Medium, Dev.to, Hashnode, Wordpress? Or, why should you invest in yourself rather than in platforms?
The Problem
Developers should write and write often. It may be anything - code snippets, ideas, thoughts, design principles, standards and what not. I have found that writing down things often forces me to solidify abstractions and get more clarity.
But, where to write?
The Options
Wordpress is the past. Though I continue to host a few of my blogs - it is just laziness preventing me from migrating over to better things. Wordpress is often slow, theme design is frustrating (if you are not in WP/PHP world that is), and in general does not carry itself quite well nowadays.
Medium is pay-walled in a annoying way, and annoys you more with popups and what not. And, it is not a pleasant thing to port stuff.
Dev.to / Hash.node are better. You can write stuff and copy over/export markdown. You should be easily able to port it elsewhere if it comes to it.

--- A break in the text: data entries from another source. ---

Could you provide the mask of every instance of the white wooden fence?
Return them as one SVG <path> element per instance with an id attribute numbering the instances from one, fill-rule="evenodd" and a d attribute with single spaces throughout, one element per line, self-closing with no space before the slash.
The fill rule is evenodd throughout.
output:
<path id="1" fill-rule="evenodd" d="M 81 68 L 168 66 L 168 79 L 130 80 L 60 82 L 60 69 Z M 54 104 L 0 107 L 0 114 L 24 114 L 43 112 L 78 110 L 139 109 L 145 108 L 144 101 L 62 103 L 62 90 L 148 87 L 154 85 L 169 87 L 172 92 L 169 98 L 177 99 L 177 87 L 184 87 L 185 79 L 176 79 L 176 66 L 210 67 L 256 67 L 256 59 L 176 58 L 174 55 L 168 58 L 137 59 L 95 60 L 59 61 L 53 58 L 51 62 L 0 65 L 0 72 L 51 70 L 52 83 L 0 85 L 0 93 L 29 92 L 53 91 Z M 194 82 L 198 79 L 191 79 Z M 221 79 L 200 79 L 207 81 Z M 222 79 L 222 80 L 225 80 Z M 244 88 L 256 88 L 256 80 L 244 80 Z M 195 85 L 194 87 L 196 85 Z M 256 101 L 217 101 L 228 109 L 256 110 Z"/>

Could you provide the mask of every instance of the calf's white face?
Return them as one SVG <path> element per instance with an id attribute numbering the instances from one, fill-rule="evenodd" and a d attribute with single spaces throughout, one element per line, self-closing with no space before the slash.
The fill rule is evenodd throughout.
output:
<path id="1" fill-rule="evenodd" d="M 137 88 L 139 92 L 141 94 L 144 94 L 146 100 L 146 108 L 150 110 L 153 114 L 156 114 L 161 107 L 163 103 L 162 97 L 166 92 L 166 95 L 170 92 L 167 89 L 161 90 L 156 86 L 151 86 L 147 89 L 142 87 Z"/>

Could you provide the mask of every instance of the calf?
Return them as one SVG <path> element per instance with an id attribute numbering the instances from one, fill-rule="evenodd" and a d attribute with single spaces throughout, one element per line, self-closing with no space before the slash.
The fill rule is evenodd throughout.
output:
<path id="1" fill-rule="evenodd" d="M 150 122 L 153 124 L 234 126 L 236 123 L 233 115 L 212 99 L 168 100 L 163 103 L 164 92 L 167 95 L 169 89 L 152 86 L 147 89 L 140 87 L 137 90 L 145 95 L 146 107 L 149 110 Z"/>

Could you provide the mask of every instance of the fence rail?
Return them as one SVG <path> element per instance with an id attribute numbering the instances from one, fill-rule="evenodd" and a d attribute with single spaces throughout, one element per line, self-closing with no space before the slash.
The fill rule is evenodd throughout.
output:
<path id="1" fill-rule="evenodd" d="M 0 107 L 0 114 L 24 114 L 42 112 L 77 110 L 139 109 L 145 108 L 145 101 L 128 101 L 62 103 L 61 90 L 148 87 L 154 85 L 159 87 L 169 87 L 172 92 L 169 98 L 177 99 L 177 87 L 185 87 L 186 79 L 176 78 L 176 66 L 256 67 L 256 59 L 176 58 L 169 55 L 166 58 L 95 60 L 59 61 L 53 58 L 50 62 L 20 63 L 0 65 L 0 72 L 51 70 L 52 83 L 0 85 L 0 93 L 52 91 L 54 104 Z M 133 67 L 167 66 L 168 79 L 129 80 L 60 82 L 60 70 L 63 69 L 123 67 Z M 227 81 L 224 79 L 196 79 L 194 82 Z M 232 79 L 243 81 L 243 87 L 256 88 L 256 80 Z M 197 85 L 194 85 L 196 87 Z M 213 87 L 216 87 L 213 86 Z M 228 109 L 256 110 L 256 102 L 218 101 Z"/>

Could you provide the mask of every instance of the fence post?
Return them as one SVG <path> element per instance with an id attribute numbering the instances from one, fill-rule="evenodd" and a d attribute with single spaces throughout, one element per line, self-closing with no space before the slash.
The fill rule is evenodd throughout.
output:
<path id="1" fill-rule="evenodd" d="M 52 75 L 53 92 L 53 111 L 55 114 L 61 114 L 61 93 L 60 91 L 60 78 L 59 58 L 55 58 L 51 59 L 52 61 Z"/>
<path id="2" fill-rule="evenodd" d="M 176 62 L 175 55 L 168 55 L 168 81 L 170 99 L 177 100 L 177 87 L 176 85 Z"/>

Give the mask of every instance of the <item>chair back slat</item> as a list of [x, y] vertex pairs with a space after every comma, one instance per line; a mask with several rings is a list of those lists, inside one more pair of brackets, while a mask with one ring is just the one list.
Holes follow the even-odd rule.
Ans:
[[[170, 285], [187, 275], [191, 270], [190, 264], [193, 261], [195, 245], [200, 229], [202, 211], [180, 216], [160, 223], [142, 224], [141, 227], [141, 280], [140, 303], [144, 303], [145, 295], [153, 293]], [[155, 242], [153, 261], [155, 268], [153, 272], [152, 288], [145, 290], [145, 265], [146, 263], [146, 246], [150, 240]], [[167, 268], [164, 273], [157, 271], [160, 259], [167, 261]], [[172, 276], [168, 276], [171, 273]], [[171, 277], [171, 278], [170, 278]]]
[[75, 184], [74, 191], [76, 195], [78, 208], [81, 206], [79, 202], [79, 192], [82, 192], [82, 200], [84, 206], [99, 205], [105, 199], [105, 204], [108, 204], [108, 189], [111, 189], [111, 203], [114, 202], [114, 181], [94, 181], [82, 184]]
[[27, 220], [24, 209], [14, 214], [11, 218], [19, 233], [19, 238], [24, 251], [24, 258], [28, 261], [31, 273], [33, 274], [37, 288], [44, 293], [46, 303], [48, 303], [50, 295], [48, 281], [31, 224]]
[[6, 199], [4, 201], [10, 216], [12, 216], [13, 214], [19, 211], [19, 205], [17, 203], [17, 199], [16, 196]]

So, what should you choose?
The Answer
None.
This is 2020, and you should not be debating on which platform to write on.
- Just choose a static site generator - Hugo, Jekyll, or 11ty.
- Host your content on Github, Netlify, Gitlab, or Amazon S3
- Publish same content/summary on dev.to or other platforms if you are looking forward to involve that community in your discussions
Want more? See -
- Pick one of the Hugo themes and get started on the fastest static site generator in seconds
- Start with Jekyll using a theme - https://techformist.com/create-beautiful-performant-sites-free-ebook/
- Start with 11ty using one of the starter projects
Why do this?
Well.. you own your content and your destiny. It is much,much easier to control all parts of your story and depend on third parties for a larger exposure - only when required.
Platforms can be transient. Your stories should not be. There should be one place to record your thoughts through years, and what better way than putting all your content in one place. It is really easy to play around with all that data 5-6 years down the line rather than extracting data from a third-party site in some obscure format.